Prof Hudekof, “Güney Sibirya'da, Göktürk dönemine ait bulgularımızın sayısı çok büyük. Son olarak Altay bölgesinde bir zırhlı elbise ve enteresan bir kılıç, ok başları bulduk” dedi.
Omsk Devlet Üniversitesi'nden Prof. Galina Petruşeva da, bölgedeki Türk halklarının kültürlerini incelediklerini söyledi. Öğrencilerinin Türkçe de öğrendiklerini belirten Petruşeva, “Ruslar günümüzde Türkiye'yi turistik bir merkez olarak görüyorlar.

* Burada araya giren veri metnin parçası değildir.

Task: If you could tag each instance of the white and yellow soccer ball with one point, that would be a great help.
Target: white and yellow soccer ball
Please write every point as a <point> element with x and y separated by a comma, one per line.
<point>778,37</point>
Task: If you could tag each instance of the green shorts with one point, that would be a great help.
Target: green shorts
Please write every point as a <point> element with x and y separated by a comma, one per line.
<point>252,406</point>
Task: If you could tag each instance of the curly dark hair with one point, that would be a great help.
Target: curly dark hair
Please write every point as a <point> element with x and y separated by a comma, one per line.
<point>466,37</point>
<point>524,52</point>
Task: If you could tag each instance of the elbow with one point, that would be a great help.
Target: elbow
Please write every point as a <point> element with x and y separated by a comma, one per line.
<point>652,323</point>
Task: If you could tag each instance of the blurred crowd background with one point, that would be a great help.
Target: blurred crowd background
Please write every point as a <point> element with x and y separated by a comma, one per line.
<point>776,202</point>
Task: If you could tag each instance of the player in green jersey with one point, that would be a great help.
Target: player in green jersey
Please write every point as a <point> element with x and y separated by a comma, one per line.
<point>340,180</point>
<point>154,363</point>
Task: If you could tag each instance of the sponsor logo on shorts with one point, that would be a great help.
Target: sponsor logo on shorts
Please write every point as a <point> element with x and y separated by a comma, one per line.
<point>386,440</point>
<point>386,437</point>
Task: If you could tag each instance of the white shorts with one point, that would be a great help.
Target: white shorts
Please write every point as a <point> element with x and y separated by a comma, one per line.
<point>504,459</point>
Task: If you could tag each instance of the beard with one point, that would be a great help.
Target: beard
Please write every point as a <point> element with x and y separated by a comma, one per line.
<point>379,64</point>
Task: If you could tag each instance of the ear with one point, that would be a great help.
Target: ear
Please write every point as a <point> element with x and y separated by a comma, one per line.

Ancak yalnızca dinlenmek için değil, aynı zamanda kültür turizmi için de geliyorlar. Bu nedenle bizim Türk kültürü üzerine yaptığımız çalışmaların önemi büyük” dedi.
Prof. Petruşeva, müzecilik alanında Türkiye ile öğrenci değişimi istediklerini de ifade etti.
OSMANLI DÖNEMİNE AİT ARŞİVLER ÜZERİNDEKİ ÇALIŞMALAR
Prof. Vasiliyev, Rusya'da bulunan ve Osmanlı dönemine ait zengin arşivlerin öneminden de söz etti.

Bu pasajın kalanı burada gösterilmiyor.